AMPS Source Parallelism

The AMPS Source can use splits to create multiple clients to read from AMPS in parallel. The following example shards a topic along the id field for incoming messages and uses two clients to read from AMPS by setting parallelism to 2:

AMPSSource<MyClass> source = AMPSSource.<MyClass>builder()
.setUri(uri)
.setTopic(topic)
.setDeserializationSchema(new JsonDeserializationSchema<>(MyClass.class))
.setSplits(List.of("/id MOD 2 = 0", "/id MOD 2 = 1")) // Add the splits to tell the source to split along /id
.build();

StreamExecutionEnvironment env = StreamExecutionEnvironment.getExecutionEnvironment();

// Use .setParallelism(2) to tell Flink the parallelism to use
DataStream<MyClass> ds = env.fromSource(source, WatermarkStrategy.noWatermarks(), "AMPS Source Example").setParallelism(2);
info

If the amount of splits is greater than the set parallelism, then some clients may receive multiple splits.

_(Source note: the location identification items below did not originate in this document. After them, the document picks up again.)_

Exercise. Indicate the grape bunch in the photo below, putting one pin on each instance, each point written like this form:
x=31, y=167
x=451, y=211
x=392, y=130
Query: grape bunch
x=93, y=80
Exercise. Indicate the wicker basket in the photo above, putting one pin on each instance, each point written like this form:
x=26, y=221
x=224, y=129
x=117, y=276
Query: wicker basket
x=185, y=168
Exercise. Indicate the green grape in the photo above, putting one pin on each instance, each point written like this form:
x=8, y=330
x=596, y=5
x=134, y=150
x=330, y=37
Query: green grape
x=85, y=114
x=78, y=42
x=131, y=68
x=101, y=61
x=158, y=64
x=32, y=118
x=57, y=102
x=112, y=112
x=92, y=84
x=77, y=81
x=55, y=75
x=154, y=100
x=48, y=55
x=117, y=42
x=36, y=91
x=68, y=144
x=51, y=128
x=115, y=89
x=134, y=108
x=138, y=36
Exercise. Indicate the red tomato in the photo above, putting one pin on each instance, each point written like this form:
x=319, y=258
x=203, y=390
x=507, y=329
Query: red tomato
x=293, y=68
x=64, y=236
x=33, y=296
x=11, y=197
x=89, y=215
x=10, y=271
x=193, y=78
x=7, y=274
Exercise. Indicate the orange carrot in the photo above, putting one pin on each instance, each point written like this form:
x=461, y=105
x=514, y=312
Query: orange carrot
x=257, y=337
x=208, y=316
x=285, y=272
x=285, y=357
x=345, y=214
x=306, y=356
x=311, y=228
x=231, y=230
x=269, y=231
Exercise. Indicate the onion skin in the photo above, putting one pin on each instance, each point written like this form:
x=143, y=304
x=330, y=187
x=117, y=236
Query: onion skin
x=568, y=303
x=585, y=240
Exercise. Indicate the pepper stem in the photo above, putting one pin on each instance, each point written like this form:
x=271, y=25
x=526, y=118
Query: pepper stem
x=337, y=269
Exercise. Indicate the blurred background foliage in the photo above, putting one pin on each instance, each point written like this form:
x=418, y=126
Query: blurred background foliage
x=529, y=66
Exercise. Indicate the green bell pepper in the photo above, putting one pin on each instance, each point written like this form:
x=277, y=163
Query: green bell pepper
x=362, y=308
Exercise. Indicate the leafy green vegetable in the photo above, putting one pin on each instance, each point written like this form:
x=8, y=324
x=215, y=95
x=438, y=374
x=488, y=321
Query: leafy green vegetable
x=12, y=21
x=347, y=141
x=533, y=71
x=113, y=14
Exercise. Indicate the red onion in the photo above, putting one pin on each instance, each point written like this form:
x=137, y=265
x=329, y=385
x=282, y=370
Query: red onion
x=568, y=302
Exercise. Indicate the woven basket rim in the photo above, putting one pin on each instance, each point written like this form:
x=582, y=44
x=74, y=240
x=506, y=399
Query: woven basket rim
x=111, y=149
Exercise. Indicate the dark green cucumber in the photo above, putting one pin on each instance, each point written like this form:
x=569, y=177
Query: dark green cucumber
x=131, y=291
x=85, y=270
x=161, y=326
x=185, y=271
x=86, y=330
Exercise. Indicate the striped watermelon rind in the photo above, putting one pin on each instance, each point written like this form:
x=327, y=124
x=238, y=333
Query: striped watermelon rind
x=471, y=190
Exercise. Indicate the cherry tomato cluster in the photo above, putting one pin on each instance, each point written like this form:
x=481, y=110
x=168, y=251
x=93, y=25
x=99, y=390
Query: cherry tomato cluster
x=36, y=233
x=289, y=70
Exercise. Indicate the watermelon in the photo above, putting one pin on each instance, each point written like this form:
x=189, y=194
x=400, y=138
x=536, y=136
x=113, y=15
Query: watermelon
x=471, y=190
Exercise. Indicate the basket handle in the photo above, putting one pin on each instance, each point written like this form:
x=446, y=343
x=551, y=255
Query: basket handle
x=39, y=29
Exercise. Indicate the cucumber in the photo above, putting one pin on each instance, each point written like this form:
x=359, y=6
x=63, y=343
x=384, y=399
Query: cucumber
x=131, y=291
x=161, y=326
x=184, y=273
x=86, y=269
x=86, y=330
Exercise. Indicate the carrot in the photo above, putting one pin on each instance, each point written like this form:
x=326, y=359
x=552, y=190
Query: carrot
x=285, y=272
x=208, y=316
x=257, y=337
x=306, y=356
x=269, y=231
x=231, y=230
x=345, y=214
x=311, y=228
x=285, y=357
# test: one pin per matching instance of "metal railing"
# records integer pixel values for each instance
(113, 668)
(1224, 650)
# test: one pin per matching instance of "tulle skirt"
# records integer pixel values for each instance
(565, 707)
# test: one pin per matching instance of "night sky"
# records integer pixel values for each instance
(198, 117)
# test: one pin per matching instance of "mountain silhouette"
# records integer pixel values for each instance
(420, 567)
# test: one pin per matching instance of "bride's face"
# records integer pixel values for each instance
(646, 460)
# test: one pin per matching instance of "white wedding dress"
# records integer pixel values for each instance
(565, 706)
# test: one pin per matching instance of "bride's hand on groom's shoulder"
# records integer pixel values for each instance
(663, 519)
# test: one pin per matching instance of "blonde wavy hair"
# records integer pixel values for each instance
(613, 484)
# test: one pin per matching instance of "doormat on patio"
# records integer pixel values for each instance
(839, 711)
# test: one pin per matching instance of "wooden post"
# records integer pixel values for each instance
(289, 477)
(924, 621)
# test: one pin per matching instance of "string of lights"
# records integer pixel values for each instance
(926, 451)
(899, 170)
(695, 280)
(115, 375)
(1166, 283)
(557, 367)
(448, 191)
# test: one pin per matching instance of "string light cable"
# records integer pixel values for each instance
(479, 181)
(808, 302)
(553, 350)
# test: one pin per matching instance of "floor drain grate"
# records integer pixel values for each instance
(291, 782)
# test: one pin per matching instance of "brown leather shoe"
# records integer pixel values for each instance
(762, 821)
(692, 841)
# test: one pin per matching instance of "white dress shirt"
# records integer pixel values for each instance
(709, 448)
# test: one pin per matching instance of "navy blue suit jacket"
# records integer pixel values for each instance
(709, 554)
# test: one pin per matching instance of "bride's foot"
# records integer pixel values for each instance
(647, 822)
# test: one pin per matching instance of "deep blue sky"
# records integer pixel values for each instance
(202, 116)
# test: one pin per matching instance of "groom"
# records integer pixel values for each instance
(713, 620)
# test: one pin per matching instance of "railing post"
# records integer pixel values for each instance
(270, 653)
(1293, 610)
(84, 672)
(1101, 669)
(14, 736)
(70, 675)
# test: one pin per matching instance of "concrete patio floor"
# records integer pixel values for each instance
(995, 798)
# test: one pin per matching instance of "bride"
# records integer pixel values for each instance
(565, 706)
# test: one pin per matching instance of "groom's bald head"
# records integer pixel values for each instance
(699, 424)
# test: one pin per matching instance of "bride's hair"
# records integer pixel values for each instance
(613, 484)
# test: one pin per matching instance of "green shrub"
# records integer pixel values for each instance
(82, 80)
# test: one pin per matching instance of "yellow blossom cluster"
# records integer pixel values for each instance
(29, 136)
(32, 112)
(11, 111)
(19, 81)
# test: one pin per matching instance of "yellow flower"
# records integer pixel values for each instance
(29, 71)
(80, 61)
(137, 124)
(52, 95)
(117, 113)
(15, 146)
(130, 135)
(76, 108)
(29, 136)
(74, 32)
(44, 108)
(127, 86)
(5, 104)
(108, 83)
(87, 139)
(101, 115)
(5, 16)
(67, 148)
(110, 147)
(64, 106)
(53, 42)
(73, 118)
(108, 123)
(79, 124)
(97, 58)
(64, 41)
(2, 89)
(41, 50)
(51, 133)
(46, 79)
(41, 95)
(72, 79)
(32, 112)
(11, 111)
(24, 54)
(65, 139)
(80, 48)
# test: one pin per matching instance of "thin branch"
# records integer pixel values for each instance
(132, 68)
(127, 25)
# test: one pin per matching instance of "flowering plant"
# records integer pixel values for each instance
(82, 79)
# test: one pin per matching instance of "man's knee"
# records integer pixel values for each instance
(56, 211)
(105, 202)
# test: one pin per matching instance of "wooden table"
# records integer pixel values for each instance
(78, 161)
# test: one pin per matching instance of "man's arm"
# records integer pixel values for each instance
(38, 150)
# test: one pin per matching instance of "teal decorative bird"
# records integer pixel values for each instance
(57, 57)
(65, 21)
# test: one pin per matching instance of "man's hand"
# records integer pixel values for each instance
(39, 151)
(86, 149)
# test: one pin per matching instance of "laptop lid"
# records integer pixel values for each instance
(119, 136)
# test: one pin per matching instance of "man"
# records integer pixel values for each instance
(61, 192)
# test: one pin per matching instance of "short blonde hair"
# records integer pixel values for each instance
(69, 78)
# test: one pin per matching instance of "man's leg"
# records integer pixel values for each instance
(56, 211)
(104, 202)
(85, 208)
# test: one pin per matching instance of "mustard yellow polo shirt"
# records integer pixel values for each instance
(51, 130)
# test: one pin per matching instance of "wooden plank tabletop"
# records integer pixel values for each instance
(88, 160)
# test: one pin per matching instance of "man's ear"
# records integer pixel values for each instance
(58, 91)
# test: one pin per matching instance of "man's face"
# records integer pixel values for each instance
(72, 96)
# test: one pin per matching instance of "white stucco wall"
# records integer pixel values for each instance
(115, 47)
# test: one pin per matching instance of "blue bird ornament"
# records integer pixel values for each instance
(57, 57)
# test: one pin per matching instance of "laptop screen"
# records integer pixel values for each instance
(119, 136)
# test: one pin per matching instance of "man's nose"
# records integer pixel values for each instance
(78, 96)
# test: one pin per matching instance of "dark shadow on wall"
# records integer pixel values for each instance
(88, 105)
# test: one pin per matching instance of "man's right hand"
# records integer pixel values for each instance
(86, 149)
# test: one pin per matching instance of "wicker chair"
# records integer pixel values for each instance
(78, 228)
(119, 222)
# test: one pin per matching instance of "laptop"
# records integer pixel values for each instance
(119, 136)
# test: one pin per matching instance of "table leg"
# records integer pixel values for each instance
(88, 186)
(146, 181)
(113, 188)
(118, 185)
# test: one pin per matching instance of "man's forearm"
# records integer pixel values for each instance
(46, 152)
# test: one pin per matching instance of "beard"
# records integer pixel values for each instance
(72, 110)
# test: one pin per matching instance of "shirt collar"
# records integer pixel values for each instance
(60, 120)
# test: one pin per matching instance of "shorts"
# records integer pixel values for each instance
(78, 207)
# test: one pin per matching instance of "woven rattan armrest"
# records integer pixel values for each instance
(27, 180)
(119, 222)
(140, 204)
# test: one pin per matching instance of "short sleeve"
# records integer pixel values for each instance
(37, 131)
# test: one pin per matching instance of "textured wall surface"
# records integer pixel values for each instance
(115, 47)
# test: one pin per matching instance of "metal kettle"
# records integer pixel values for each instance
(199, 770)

This may reduce performance as a single client is being used to read messages from multiple subscriptions to AMPS as opposed to multiple clients being used to read messages from their own individual subscription to AMPS.

Order

Messages from AMPS will always arrive in order from each split, but not necessarily in order when combined. For example, if the ids 1, 2, 3, and 4 are stored in AMPS in that specific order, the above AMPS Source may emit any of the following orders:

  • 1, 2, 3, 4
  • 1, 3, 2, 4
  • 2, 1, 3, 4

Basically, 1 will always occur before 3, and 2 will always occur before 4 since that is how the topics are sharded along the id field. This is because the split "/id MOD 2 = 0" processes the messages 1 and 3 (in order), and the split "/id MOD 2 = 1" processes the messages 2 and 4 (in order). The messages will be in order within the split, but there are no order guarantees across splits.